Apple’s “The Greatest” montage of people with disabilities using Apple devices to beat expectations and limitations scored 4.1 stars. “It’s not only the best 2023 Titanium ad we tested, it’s the best Apple brand ad we’ve ever looked at,” said Jon Evans, Chief Customer Officer at System1. “Apple’s moody ads don’t always land with a wider audience. This one connects, because it’s human and the music sounds like it’s been a hit for ages.”  

Raid’s “Certified Care,” a two-minute case study on the brand’s work certifying Rwandan health practitioners, scored 3.7 stars. The ad focuses on the African women on the frontline of disease prevention. “This ad is purpose as it should be done,” said Evans. “Instead of a Western brand dropping in for a photo-op, we see the insect killer brand lend a helping hand to existing community efforts.”  

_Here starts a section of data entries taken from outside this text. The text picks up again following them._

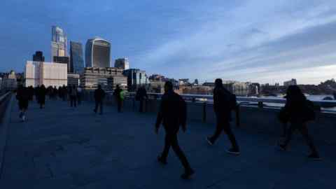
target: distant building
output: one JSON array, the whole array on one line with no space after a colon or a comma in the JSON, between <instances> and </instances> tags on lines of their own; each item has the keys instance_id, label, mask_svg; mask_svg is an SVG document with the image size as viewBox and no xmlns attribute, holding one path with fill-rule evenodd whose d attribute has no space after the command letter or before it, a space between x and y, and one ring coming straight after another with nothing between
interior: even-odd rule
<instances>
[{"instance_id":1,"label":"distant building","mask_svg":"<svg viewBox=\"0 0 336 189\"><path fill-rule=\"evenodd\" d=\"M76 74L68 74L68 86L78 87L80 85L80 76Z\"/></svg>"},{"instance_id":2,"label":"distant building","mask_svg":"<svg viewBox=\"0 0 336 189\"><path fill-rule=\"evenodd\" d=\"M84 71L82 43L70 41L69 73L81 74Z\"/></svg>"},{"instance_id":3,"label":"distant building","mask_svg":"<svg viewBox=\"0 0 336 189\"><path fill-rule=\"evenodd\" d=\"M136 91L141 85L147 85L149 80L145 71L139 69L130 69L123 71L124 76L127 77L127 87L129 91Z\"/></svg>"},{"instance_id":4,"label":"distant building","mask_svg":"<svg viewBox=\"0 0 336 189\"><path fill-rule=\"evenodd\" d=\"M69 57L54 57L53 62L66 64L68 71L70 68L70 59Z\"/></svg>"},{"instance_id":5,"label":"distant building","mask_svg":"<svg viewBox=\"0 0 336 189\"><path fill-rule=\"evenodd\" d=\"M33 55L33 61L44 62L43 52L42 51L36 51L35 55Z\"/></svg>"},{"instance_id":6,"label":"distant building","mask_svg":"<svg viewBox=\"0 0 336 189\"><path fill-rule=\"evenodd\" d=\"M86 42L86 67L110 67L110 56L111 44L106 40L95 37Z\"/></svg>"},{"instance_id":7,"label":"distant building","mask_svg":"<svg viewBox=\"0 0 336 189\"><path fill-rule=\"evenodd\" d=\"M114 66L122 69L130 69L130 62L127 58L119 58L115 59Z\"/></svg>"},{"instance_id":8,"label":"distant building","mask_svg":"<svg viewBox=\"0 0 336 189\"><path fill-rule=\"evenodd\" d=\"M296 79L294 79L294 78L290 80L284 82L284 86L286 86L286 87L288 87L290 85L298 85L298 83L296 83Z\"/></svg>"},{"instance_id":9,"label":"distant building","mask_svg":"<svg viewBox=\"0 0 336 189\"><path fill-rule=\"evenodd\" d=\"M51 30L51 61L52 62L54 57L67 56L67 38L60 27L52 26Z\"/></svg>"},{"instance_id":10,"label":"distant building","mask_svg":"<svg viewBox=\"0 0 336 189\"><path fill-rule=\"evenodd\" d=\"M111 90L119 85L127 87L127 78L122 74L122 69L117 68L87 67L80 75L80 87L86 90L94 90L99 84Z\"/></svg>"},{"instance_id":11,"label":"distant building","mask_svg":"<svg viewBox=\"0 0 336 189\"><path fill-rule=\"evenodd\" d=\"M2 79L1 85L4 90L15 90L18 88L16 75L14 71L10 71L10 72Z\"/></svg>"},{"instance_id":12,"label":"distant building","mask_svg":"<svg viewBox=\"0 0 336 189\"><path fill-rule=\"evenodd\" d=\"M46 88L66 85L67 71L65 64L27 61L24 69L24 85L44 85Z\"/></svg>"}]
</instances>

Microsoft scored 3.1 stars for “ADLAM – An Alphabet to Preserve a Culture,” another two-minute story about brothers who created an entire alphabet to preserve their native Fulani language – a previously oral dialect spoken by 25 million people in West Africa. Microsoft has gotten involved to make ADLAM usable on modern devices with simplified letters and new fonts.  

“There’s often a chasm between what juries award and what consumers respond to,” said Evans. “Cannes 2023 Titanium entries emphasize purpose and technology. The ads that will move markets center on people, not technology itself, and tie purpose back to the product in a story that leaves people smiling.”